6 Vexing Insurance Billing Questions

By Christine Schneider, VP of Operations

If you’re an insurance biller for an optometry practice, you’re a master problem solver. Each patient is unique, their needs and their coverage. But even the most experienced billers run into vexing billing questions. Here are a few common insurance billing questions that stump the best of us — and their answers to help you provide better optometric patient care.

Is it common for insurances to pay for medically necessary contact lenses?

In general, it’s more common for vision plans to cover medically necessary contact lenses than medical plans. Most medical plans, however, will cover the diagnosis and monitoring of the condition and leave the fitting and materials to the vision plan.

Each vision and health plan defines medically necessary contact lenses with different sets of parameters and allowable medical diagnosis.There are often specific steps needed for the approval of the fitting and the materials, including prior authorization and/or medical records.

Be sure to understand the needs of each payer with which you are dealing.

How do you appropriately bill and code for foreign body removal? Can you use the same code for the procedure and office visit? Or do they require different diagnosis codes?

As with most minor surgical procedures, the CPT code for a foreign body removal includes allowance for the exam. So, most times you should not bill a separate exam with the code. If your patient has other reasons for presenting at the office outside of a foreign body, you can then bill for an exam with a different diagnosis and a modifier 25 added to the exam code.

How many times a year can you safely bill for OCT if you are treating a patient for glaucoma or macular degeneration?

This will vary payer to payer, but many policies allow once or twice a year for 92133 — depending on the stage of glaucoma and 92134, more often for some retinal diseases. It’s always recommended to view your medically necessary guidelines and allowances for each payer.

How do you bill appropriately for cataract surgery co-management?

For all co-managed claims, you will need to bill with the surgery date and diagnosis the surgeon has billed for. Make sure you put the surgeon as the rendering provider with their NPI and apply modifier 55 to indicate this is a co-managed claim. The assume and relinquish date indication, as well as units to reflect co-managed days, vary from payer to payer.

You will want to review those specific requirements prior to filing your claim. You must also have a TOC (transfer of care) agreement in place and on file between you, the surgeon and the patient.

See our article, Avoiding Billing Detours for Co-Managing Cataract Care, for more tips on this often complicated insurance billing scenario.

Is there a code you can utilize to bill after-hours visits?

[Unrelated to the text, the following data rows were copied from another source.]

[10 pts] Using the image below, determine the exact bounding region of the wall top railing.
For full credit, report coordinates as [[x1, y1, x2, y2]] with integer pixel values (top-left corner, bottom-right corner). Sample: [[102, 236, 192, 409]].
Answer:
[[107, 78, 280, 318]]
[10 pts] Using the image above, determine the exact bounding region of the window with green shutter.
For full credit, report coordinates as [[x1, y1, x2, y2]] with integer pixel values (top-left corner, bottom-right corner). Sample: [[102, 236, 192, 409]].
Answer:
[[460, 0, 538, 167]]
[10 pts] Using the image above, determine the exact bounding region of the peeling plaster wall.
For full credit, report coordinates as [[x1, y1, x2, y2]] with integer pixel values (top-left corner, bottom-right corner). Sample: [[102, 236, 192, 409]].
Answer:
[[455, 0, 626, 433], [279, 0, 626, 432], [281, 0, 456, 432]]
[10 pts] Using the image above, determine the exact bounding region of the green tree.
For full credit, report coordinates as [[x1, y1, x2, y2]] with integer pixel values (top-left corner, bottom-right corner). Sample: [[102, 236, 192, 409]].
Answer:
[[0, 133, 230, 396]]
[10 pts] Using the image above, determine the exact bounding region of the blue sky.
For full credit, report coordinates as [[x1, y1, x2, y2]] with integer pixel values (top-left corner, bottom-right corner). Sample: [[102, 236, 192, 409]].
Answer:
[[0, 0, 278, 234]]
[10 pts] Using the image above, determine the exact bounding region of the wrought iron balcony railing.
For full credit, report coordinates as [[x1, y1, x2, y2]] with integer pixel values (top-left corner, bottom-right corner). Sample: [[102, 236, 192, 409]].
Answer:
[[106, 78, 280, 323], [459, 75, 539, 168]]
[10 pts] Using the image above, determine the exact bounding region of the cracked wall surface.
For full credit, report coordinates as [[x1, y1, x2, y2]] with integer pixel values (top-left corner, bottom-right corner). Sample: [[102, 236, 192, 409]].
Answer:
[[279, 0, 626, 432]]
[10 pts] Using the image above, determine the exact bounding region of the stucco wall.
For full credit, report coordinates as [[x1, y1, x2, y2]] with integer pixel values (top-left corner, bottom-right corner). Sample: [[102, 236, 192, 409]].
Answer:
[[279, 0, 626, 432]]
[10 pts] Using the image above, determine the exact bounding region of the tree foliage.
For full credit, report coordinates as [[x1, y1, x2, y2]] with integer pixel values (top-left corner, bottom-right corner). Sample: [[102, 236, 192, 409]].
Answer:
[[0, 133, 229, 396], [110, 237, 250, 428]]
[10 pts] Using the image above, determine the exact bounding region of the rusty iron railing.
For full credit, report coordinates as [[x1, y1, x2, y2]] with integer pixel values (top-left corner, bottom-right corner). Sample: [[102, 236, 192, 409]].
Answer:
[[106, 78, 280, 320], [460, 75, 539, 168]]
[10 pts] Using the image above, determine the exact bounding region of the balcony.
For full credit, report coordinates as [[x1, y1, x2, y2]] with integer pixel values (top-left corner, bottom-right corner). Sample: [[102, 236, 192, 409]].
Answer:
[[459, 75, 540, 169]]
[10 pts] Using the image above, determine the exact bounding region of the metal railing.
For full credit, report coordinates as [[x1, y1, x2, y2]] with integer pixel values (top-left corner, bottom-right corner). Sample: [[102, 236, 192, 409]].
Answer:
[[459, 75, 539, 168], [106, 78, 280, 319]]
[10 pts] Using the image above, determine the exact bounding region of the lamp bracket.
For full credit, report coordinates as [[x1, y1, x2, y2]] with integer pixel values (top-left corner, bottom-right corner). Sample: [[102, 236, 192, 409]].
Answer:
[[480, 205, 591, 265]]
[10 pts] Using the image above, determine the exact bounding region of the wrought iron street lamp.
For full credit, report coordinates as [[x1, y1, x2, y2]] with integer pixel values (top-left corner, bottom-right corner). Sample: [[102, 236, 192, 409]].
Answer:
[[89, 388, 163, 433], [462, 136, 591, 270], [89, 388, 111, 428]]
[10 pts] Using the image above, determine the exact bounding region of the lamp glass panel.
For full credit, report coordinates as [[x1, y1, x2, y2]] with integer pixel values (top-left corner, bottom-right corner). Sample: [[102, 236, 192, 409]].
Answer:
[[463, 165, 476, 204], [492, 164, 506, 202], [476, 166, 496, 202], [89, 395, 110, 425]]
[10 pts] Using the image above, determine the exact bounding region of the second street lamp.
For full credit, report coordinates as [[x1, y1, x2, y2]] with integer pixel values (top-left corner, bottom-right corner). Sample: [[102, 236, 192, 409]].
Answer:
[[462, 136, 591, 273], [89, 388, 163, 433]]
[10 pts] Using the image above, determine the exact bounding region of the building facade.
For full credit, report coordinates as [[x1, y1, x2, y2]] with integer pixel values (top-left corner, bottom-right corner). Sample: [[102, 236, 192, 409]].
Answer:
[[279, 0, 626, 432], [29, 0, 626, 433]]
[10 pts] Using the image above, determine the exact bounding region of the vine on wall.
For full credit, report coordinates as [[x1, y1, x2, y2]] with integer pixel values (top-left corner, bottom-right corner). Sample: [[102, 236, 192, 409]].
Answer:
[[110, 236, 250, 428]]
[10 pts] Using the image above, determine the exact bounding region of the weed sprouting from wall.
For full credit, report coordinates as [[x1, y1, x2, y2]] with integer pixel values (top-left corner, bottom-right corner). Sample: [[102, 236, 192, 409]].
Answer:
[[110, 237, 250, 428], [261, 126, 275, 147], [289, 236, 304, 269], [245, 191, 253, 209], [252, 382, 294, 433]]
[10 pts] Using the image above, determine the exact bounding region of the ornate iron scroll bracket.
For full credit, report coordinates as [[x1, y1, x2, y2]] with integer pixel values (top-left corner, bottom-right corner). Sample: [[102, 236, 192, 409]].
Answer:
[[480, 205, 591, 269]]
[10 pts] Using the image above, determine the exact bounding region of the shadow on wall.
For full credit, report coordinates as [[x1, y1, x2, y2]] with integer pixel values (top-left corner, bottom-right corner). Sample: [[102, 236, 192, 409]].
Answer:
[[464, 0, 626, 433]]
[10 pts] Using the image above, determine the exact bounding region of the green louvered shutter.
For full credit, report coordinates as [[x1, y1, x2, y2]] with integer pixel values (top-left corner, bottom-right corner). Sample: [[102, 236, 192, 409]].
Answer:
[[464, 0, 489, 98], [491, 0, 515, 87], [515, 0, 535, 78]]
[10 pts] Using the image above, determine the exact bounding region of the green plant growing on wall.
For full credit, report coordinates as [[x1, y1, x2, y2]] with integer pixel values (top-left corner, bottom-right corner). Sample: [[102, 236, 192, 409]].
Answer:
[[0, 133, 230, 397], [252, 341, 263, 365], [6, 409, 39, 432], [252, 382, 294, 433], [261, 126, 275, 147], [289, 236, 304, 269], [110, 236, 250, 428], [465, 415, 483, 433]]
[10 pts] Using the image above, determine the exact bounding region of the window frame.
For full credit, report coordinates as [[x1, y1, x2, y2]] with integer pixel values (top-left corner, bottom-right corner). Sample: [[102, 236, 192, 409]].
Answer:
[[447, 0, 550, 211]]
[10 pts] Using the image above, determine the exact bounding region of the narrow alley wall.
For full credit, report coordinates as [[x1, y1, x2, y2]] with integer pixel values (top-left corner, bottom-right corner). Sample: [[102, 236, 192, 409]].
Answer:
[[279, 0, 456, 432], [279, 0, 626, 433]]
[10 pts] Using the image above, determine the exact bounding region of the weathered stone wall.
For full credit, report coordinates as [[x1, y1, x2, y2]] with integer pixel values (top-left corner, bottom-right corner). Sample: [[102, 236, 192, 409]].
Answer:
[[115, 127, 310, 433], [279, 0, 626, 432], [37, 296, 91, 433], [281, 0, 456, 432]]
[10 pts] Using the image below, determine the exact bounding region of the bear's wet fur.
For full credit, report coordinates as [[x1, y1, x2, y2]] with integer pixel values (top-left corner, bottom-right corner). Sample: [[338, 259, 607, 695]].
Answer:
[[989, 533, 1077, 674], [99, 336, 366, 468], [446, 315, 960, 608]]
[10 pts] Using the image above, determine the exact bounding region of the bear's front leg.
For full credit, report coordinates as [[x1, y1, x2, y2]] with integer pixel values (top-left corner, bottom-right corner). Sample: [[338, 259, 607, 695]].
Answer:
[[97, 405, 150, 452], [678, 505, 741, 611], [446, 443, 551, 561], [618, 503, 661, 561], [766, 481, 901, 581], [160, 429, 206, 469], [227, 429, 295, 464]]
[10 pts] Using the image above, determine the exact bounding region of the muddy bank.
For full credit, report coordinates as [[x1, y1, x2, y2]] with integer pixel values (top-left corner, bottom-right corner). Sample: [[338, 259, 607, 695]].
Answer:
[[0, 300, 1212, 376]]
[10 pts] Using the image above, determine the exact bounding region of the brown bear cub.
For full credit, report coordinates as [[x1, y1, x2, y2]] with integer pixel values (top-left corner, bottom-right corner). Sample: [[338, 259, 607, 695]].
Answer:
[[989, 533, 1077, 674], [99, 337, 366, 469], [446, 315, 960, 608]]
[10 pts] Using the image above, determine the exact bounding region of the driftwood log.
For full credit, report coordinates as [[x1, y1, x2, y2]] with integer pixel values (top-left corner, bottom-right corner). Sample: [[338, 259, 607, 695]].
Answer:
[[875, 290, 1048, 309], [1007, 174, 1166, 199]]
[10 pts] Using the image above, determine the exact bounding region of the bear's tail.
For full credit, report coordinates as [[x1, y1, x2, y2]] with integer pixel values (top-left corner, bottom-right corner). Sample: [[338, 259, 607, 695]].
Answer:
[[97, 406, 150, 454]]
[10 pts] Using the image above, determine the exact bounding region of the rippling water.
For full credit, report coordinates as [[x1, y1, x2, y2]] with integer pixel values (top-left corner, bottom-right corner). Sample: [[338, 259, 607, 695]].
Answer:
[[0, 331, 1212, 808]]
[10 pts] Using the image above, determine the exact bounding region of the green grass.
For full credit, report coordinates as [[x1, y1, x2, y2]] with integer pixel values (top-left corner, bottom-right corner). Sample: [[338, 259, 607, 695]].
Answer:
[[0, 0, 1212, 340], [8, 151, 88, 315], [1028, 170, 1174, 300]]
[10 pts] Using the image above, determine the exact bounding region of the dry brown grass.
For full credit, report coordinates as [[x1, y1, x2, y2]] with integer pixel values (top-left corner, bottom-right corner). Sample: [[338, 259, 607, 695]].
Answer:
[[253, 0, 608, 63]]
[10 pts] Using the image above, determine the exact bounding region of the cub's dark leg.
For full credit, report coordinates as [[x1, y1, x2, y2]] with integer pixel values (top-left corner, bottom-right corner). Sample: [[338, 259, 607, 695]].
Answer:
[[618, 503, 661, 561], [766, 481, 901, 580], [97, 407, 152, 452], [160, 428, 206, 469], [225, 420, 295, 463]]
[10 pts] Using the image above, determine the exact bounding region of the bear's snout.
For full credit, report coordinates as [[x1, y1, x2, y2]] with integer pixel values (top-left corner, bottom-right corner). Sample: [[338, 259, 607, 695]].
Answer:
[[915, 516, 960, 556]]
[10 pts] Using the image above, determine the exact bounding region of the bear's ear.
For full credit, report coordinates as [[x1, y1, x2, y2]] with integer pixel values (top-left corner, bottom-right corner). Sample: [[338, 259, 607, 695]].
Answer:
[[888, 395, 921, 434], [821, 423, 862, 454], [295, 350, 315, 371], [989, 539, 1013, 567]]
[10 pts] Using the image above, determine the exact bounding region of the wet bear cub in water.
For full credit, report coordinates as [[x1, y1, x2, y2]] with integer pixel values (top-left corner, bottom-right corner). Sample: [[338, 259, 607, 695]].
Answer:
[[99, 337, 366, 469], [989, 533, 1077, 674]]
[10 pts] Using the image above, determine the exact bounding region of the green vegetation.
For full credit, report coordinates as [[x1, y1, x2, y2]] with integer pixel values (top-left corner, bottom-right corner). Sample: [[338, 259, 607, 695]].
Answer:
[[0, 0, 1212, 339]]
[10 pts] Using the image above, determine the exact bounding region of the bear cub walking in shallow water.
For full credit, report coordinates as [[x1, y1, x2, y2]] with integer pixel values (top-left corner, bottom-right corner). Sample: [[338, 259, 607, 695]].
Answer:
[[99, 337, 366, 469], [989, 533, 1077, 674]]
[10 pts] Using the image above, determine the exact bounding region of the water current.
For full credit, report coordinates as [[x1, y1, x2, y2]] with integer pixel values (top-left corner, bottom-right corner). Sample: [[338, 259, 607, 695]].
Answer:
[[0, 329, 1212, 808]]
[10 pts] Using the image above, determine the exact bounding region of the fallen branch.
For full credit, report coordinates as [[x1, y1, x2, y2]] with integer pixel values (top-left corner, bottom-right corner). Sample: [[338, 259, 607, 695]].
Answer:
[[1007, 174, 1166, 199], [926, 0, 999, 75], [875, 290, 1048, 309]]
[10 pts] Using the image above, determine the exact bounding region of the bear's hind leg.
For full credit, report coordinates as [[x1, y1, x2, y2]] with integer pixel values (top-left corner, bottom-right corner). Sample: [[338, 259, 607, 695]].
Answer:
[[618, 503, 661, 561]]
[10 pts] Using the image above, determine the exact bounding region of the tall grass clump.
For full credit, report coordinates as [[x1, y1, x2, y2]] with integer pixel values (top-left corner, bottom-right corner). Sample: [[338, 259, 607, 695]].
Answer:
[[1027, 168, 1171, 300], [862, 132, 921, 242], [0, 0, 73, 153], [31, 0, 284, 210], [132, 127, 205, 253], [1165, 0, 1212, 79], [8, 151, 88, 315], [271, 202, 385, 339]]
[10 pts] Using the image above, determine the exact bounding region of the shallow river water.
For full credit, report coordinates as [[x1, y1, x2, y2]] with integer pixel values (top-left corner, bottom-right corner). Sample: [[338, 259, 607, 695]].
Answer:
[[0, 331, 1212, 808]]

CPT 99050 or CPT 99051, reflect after-business hours, but most insurance companies will not pay for these codes unless your contract with them specifically states they will.

What are the different modifiers and when do they need to be used?

Here are some common modifiers:

  • RT/LT for right and left eye/lid.
  • E1-E4 differentiate right and left as well as inferior and superior lids.
  • 24 is needed when an office visit occurs during a global period that is unrelated to the procedure by the same doctor.
  • 25 indicates separate and unrelated procedures on the same day.
  • 50 indicates bilateral procedures performed during the same visit.
  • 51 indicates multiple procedures performed on the same day/same encounter.
  • 55 is needed for co-management.
  • 59 is for services and/or procedures not normally reported together but are appropriate under the circumstances.
  • 79 is non-related procedures or services by the same doctor inside of a global period.